Condannato l'addetto alle pulizie "vicino" alla Jihad islamica

Questi i contenuti della sentenza di condanna nei confronti di Mohamed Nosair, il 49enne di nazionalità egiziana, addetto alle pulizie del Quartiere Stella di Cologno Monzese, finito a processo, davanti alla Corte d’assise di Monza, dopo che nell’ottobre del 2023 era stato arrestato dalla Digos di Milano assieme a un 44enne italiano di origini nordafricane, Alaa Refaei, residente nel capoluogo brianzolo, che ha optato per la strada del rito abbreviato al Tribunale di Milano ed è stato precedentemente condannato a cinque anni di carcere.
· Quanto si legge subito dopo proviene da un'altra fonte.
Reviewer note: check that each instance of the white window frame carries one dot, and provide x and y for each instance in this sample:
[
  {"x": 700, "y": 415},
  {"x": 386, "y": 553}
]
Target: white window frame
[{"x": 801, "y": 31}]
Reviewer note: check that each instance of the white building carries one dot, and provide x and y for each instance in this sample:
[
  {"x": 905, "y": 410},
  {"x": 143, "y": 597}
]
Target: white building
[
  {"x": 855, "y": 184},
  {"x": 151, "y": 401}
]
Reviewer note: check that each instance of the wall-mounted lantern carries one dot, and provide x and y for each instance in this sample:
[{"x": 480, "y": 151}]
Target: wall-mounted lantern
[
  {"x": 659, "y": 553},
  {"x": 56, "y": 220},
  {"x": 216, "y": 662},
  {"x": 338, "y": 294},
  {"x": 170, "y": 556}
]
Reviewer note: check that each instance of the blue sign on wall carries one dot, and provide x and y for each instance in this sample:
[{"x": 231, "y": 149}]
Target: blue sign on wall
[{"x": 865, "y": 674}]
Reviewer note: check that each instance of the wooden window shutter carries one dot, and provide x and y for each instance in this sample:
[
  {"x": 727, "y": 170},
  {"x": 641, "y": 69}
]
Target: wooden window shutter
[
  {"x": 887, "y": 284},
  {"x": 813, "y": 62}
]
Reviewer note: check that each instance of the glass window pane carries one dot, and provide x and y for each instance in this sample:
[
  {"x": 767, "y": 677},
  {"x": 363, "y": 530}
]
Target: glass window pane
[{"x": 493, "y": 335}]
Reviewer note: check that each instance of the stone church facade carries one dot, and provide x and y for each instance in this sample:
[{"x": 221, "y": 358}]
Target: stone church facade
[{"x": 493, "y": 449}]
La sentenza della Corte d'assise di Monza

Il verdetto (le motivazioni verranno rese pubbliche entro 90 giorni) è stato pronunciato ieri, venerdì 29 novembre 2024. Entrambi erano considerati dagli inquirenti dei fiancheggiatori della Jihad e dello Stato islamico, accusati di associazione con finalità di terrorismo e istigazione a delinquere.

Nosair, titolare di un permesso di soggiorno a lungo termine, da 16 anni in Italia, era dipendente di una società di servizi con sede a Brugherio, a poche centinaia di metri dal suo luogo di professione e domicilio (era stato infatti prelevato dai poliziotti proprio in corso Roma, durante l’orario di lavoro).

I messaggi violenti e di odio

Nelle chat sui social finite negli atti del procedimento penale nei suoi confronti, l’ormai ex addetto alle pulizie del grande complesso residenziale postava audio e video di propaganda della Sharia, di attentati e decapitazioni. Documenti, trasmessi in aula durante il dibattimento, così violenti ed espliciti da provocare malori tra lo stesso personale del Tribunale addetto alla riproduzione.
L’attività investigativa aveva avuto inizio nell’agosto del 2021 quando, sulla base di acquisizioni d’intelligence e in seguito a quanto emerso in un altro filone d’indagine, i poliziotti avevano avviato approfondimenti nei confronti dei due indagati, entrambi iscritti a gruppi WhatsApp di matrice jihadista e riconducibili allo Stato islamico, nei quali erano state minacce anche nei confronti della premier Giorgia Meloni, di Silvio Berlusconi e del primo ministro israeliano Benjamin Netanyahu.

I finanziamenti

Nel caso specifico del 49enne erano stati riscontrati circa dieci bonifici per un totale di poco superiore ai 1.000 euro a favore di donne legate alla Jihad.